Monday, September 30, 2013

USDA Surprises Corn and Bean Markets

The USDA released one of those famous Grain Stocks reports this morning and it immediately sent the corn and bean markets into a royal tizzy.

Analysts were way off on their projections of both old crop corn stocks and soybean stocks. By that, they were well below the actual numbers that the USDA gave us.

Apparently, the analysts failed to understand that the best cure for high prices is high prices. The simple truth is that the US has lost some market share because of the stubbornly high prices for both corn and beans in front of what is expected to be a record corn crop and the 4th largest soybean crop in history. Many farmers are being ill served by some advisory firms who refuse to accept the fact that the psychology of buyers in the grain markets have changed from the last two years.

If that were not enough, S. American supplies of both corn and beans are abundant and with planting season kicking off down there this month, there is every reason to expect large intentions in the Southern Hemisphere. Obviously weather down that way will play a major role in overall production but early indications ( and common sense for that matter) indicate a desire to plant a large amount of acreage and take advantage of the relatively high prices that the board is still offering producers.

End users of grain and beans are not foolish and unless they need the grain right away, are obviously trying to wait for more plentiful supplies to flow into the pipeline as the combines begin to roll in a big way this week.

This surprisingly bearish news for corn and beans was tempered a bit by the Wheat news  which was mixed. Ending stockpiles came in BELOW the estimates but the current year crop production is expected to be slightly larger than estimates. That is leading to choppy trading in that market for the time being.

If that were not enough, the hog market got hit with a wicked curve ball from USDA with the Quarterly Snout Count in the form of a big bearish surprise.

Were it not for the stubbornly bullish sentiment in the hog market due to the PED virus, hogs would be much lower than they are trading in today's session.

I bring up these things to point out that the futures market is signaling lower corn and soybean prices and perhaps a peak in pork prices for the short term. This will eventually feed through the pipeline and impact FOOD prices DOWNWARDLY. In other words, both reports are not signaling any inflation from this sector for a while. (Beef is still a wildcard as supplies of cattle will be tight but the question is whether or not consumers are going to pay the kind of money for beef that will be required to keep prices elevated).

With crude oil weakening as the lackluster economy stifles demand for energy, both food and energy prices are seeing some downward price pressure.
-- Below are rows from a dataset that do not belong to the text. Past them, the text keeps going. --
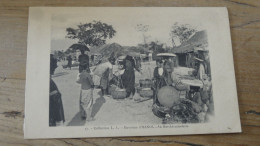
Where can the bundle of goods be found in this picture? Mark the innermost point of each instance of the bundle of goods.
(116, 89)
(185, 111)
(145, 88)
(119, 93)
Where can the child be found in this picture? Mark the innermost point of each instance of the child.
(86, 94)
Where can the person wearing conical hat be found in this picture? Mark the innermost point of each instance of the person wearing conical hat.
(201, 69)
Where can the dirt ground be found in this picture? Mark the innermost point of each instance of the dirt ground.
(106, 110)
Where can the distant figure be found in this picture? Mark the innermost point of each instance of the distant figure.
(69, 62)
(56, 112)
(86, 94)
(83, 61)
(128, 78)
(53, 64)
(158, 77)
(103, 74)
That undercuts the inflation argument considerably, especially with the stagnant job market contributing to stagnant wages.

We are seeing this reflected in gold this morning which ran up to $1350 overnight only to be met with a barrage of selling. Traders/investors are not going to chase gold prices higher unless they have clear evidence of rising prices across the economy. Right now, they are not getting that unless of course one looks at the result of that abomination known as Obamacare on the premiums of health insurance policies all across the land.

There is still dip buying occurring in the gold market but that in and of itself is insufficient to take the market strongly higher and KEEP IT THERE. Gold still needs a spark, a catalyst of some sort and right now it is hard to envision what that might be.

As usual, the hedge funds hold the fortunes of gold and silver in their hands. Their next move is anyone's guess. Further clouding the picture today is that it is both the end of the month and the end of the quarter and there is a large amount of positioning and book squaring occurring which is making reading price movements quite difficult.